Na questão judaica, a questão da emancipação também é estabelecida num grau superior. Não se trata para Marx de uma mera emancipação de um povo religioso, mas de uma emancipação do homem que envolve a luta pela superação de um trabalho alienado, estranhado.
O itinerário de Marx segue seu roteiro pelas obras de juventude até a Ideologia Alemã, um momento decisivo e de transição, onde conceitos fundamentais e conhecidos como estrutura e superestrutura surgem. Mas são especialmente nas obras de maturidade e no Capital que podemos encontrar uma perspectiva científica da Marx identificando a subsunção formal do capital em relação ao trabalho, uma noção mais bem talhada de modo de produção, a noção de que a superestrutura também influencia a estrutura diante de exemplos práticos do catolicismo das relações de produção feudal (refundação do materialismo histórico). Numa síntese, o que o autor sugere é que não é possível conhecer a obra de Marx a partir de uma outra obra deslocada – exige-se situá-la dentro de sua específica evolução intelectual, destacando-se que será no final de sua vida, em “O Capital” que as noções científicas de Marx estarão mais bem depuradas.
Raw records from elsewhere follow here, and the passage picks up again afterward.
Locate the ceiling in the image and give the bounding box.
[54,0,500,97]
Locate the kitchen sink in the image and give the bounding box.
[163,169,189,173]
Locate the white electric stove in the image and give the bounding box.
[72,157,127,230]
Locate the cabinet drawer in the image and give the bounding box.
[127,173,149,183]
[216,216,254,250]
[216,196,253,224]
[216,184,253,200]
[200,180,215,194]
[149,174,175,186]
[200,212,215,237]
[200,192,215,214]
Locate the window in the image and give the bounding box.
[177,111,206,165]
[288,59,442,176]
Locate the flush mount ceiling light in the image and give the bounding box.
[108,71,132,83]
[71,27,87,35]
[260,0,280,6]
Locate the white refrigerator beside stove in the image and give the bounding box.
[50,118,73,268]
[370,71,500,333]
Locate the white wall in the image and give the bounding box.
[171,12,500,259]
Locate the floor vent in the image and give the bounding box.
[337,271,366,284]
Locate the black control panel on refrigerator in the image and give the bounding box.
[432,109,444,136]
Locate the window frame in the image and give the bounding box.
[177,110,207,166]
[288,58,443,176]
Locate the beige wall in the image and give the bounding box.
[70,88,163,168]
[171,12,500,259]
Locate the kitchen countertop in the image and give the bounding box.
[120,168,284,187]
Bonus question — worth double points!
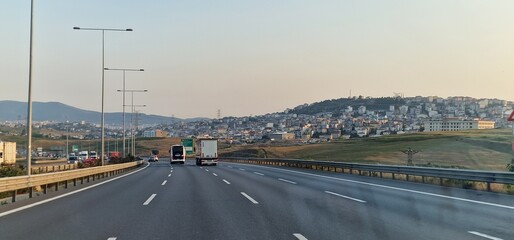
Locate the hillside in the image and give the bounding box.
[219,130,514,171]
[0,101,188,124]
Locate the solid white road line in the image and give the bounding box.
[278,178,296,184]
[468,231,503,240]
[293,233,308,240]
[143,193,157,206]
[0,163,150,217]
[325,191,366,203]
[228,163,514,210]
[241,192,259,204]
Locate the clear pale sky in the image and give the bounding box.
[0,0,514,118]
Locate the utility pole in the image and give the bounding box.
[401,147,420,166]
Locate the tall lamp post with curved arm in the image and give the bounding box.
[73,27,133,166]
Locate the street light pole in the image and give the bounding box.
[27,0,34,176]
[104,68,145,156]
[73,27,133,166]
[118,89,148,156]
E para que continuar estudando Marx? O autor revolucionou uma série de áreas do conhecimento. Rompeu com concepções ideológicas da histórica. Estabelece interpretações sobre o domínio e exploração do trabalho, o que é urgente no contexto da reestruturação produtiva. Desenvolve uma teoria crítica em plena vigência sobre o modo de produção capitalista. E lança bases para uma teoria de transição, incluindo aspectos da organização para luta dos trabalhadores.